Despite the improvement in knowledge about the etiological factors that contribute to the development of obesity, the result of the different methods to treat people suffering from obesity are unsatisfactory both for patients and for the health professionals themselves. In a previous paper I described some barriers that can explain this.1 An important aspect often forgotten is that the obesity is a chronic disease, and that the body weight is just one of its features.

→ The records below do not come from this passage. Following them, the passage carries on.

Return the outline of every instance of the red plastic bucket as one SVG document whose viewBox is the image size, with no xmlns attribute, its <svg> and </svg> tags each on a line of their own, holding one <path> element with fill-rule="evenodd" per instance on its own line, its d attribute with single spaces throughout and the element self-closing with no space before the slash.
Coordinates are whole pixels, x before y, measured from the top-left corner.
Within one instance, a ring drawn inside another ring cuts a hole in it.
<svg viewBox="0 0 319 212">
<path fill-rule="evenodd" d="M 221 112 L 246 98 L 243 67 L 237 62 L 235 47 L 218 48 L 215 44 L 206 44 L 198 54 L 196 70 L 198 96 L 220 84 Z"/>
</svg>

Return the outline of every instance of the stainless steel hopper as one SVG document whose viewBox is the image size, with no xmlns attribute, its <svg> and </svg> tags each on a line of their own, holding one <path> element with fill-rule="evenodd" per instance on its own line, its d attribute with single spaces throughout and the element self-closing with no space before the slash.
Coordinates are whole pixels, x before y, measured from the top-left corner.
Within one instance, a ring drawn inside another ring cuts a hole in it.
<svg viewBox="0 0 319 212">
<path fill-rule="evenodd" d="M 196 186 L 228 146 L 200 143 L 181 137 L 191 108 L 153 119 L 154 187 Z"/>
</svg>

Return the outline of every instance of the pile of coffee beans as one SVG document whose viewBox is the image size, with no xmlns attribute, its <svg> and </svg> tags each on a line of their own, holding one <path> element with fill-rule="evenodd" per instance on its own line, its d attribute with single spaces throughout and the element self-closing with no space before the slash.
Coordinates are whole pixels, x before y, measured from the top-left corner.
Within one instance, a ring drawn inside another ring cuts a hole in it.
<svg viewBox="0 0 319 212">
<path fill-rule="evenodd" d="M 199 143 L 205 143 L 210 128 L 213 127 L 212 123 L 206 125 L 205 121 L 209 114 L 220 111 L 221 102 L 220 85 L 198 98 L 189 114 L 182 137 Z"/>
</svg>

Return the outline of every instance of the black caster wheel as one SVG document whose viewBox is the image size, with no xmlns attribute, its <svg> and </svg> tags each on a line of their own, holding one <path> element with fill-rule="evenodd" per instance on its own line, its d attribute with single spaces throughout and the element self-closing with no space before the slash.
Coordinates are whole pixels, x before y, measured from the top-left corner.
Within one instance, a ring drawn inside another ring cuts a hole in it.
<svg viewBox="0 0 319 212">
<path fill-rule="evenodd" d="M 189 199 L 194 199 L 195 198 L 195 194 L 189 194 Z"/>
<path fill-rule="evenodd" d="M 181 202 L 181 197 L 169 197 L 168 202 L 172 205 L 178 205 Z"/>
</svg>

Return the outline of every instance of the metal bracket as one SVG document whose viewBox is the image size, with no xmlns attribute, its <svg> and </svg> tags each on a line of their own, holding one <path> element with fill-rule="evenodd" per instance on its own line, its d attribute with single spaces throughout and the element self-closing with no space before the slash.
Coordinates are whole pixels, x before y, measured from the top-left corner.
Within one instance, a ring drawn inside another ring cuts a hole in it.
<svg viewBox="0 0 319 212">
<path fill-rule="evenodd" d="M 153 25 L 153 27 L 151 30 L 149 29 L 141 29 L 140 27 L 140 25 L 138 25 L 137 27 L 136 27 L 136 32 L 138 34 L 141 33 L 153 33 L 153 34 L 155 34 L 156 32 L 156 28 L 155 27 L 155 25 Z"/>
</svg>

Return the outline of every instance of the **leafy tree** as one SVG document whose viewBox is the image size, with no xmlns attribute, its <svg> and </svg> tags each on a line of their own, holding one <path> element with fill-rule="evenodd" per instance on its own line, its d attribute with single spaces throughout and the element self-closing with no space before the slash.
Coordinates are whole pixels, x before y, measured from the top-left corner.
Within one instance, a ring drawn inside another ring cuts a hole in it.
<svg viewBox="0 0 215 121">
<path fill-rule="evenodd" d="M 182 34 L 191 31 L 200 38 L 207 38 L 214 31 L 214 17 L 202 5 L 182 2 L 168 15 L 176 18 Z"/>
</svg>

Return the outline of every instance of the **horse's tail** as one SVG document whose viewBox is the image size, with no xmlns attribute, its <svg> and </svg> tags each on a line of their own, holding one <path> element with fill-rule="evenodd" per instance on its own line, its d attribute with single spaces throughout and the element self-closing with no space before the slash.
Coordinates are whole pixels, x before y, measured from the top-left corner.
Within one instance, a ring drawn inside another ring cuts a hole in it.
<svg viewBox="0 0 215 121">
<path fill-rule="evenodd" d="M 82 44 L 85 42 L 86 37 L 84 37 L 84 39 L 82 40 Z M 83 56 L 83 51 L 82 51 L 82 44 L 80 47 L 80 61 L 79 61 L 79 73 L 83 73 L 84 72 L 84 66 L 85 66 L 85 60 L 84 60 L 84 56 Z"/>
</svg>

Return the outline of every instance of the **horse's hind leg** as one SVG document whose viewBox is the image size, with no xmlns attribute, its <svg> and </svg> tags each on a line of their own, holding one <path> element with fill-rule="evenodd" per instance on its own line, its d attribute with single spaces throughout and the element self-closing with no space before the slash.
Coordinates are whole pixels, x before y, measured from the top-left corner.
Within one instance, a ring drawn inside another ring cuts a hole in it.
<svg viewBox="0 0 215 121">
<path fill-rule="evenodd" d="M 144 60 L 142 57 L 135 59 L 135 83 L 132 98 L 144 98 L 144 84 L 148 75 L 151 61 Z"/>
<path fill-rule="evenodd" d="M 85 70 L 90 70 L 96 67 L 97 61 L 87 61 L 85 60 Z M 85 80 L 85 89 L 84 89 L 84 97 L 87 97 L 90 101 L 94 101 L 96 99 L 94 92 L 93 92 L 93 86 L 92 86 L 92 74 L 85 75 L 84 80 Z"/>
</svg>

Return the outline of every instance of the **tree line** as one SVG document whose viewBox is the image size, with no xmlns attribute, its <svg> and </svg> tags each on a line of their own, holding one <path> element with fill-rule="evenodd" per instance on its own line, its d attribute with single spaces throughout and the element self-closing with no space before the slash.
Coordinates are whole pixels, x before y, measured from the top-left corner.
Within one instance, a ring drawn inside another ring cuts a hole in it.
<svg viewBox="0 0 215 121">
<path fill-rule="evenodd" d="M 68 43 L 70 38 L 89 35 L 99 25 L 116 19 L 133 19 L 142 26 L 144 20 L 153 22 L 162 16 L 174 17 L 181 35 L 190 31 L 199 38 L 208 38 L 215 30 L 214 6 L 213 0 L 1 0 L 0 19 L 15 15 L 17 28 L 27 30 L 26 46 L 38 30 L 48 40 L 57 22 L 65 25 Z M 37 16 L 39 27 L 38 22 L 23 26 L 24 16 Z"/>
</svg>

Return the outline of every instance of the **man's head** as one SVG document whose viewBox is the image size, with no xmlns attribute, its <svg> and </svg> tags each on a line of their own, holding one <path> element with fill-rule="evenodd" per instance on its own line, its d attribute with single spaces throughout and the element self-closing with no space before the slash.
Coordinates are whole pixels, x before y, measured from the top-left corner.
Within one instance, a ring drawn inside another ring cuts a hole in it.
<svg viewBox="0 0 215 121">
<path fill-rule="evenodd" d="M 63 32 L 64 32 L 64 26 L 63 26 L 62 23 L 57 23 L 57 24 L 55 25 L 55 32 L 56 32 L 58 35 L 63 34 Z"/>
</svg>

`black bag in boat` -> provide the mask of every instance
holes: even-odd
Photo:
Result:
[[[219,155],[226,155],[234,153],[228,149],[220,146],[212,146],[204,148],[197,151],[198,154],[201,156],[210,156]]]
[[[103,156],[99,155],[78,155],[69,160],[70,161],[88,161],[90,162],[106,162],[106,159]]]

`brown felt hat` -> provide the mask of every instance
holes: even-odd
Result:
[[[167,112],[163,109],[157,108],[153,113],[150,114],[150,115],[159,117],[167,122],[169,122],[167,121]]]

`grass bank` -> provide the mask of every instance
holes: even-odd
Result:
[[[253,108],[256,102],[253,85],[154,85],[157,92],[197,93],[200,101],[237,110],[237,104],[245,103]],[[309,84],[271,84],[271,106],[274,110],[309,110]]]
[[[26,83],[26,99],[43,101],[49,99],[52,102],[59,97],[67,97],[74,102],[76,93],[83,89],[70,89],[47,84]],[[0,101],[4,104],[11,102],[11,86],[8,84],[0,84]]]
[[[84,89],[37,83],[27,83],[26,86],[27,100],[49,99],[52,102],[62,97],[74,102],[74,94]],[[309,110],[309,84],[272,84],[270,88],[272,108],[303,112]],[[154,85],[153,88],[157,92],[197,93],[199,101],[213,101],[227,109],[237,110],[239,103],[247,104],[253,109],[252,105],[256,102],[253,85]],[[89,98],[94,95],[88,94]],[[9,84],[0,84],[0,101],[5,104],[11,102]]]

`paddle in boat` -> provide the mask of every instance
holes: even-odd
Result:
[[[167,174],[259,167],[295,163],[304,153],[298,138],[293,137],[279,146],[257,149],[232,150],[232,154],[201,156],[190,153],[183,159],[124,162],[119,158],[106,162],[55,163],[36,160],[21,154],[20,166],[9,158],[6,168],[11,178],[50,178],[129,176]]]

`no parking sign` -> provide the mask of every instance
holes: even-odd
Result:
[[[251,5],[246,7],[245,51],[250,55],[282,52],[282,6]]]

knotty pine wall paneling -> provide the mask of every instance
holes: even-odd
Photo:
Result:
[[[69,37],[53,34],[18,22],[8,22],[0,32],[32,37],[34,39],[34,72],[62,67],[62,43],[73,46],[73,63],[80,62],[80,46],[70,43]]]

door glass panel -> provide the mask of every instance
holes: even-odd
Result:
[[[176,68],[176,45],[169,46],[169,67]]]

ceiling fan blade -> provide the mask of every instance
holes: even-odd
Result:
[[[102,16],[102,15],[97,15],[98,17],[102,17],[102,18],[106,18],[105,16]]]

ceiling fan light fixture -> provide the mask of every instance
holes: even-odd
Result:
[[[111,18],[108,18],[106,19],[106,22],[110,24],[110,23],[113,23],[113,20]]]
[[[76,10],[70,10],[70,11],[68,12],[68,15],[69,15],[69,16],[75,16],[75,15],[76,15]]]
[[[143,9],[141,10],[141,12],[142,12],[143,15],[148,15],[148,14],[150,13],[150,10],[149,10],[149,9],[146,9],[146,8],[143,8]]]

Basically, the treatment of obese people consists in lifestyle modifications, including changes in their eating pattern and increase in physical activity, what seem like a reasonable approach, but the problem arises when patients cannot follow these recommendations more than a few weeks or months. The reasons that this happens is that changing long-term habits are very difficult, being worse the older you are. It is well known a bidirectional relationship between depression and anxiety with obesity development, thus, the prevalence of these diseases is higher in obese people, and obese people often develop depression or/and anxiety when attempts to modify their eating habits.2,3 Furthermore, a considerable percentage of patients with obesity suffer other psychological disorders, such as eating disorders, attention deficit, or addictions to some drinks or food.4,5,6 All these circumstances make very difficult if not impossible to achieve the desired long-term changed of habits.

This dark panorama can be modified with an individualized management of patients, paying particular attention to the aforementioned psychological problems. For this, it is essential that these patients are treated in multidisciplinary units that have trained professionals able to diagnose promptly those anomalies and that the psychological alterations should be treated at the same time as the diet and the physical exercise aspects.7

In conclusion, In order to change the often bad results in the treatment of people with obesity, it is necessary that they be treated in multidisciplinary units that include mental health professionals.

Acknowledgements

None.

Conflict of interest

The author declares there is no conflict of interest.

References

  1. Garcia-Mayor RV. Management of obese people: The other barriers. Endocrinol Metab Int J. 2018;6:213.
  2. Vazquez C, Alcaraz F, Balsa JA, et al. Prevalence of psychiatric cases in overweight and obese patients attended in a hospital out-patient clinic. Med Clin (Barc). 2008;130:41–46.
  3. Strine TW, Mokdad AH, Dube S, et al. The association of depression and anxiety with obesity and unhealthy behaviors among community-dwelling US adults. Gen Hosp Med. 2008;30(2):127–137.
  4. Larrañaga A, García-Mayor RV. High frequency of no-specified eating disorders in obese persons. Nutr Hosp. 2009; 24: 661–666.
  5. Docet M, Larrañaga A, García-Mayor RV, et al. Attention deficit hyperactivity disorder increase the risk for having abnormal eating behaviours in obese adults. Eat Weight Dis. 2016,17(2):132–136.
  6. Yang F, Liu A, Li Y, et al. Food addiction in patients with newly diagnosed type 2 diabetes in Northeat China. Front Endocrinol. 2017;8:218.
  7. Larrañaga A, García-Mayor RV. Tratamiento psicológico de la obesidad. Med Clin. 2007; 129: 387–391.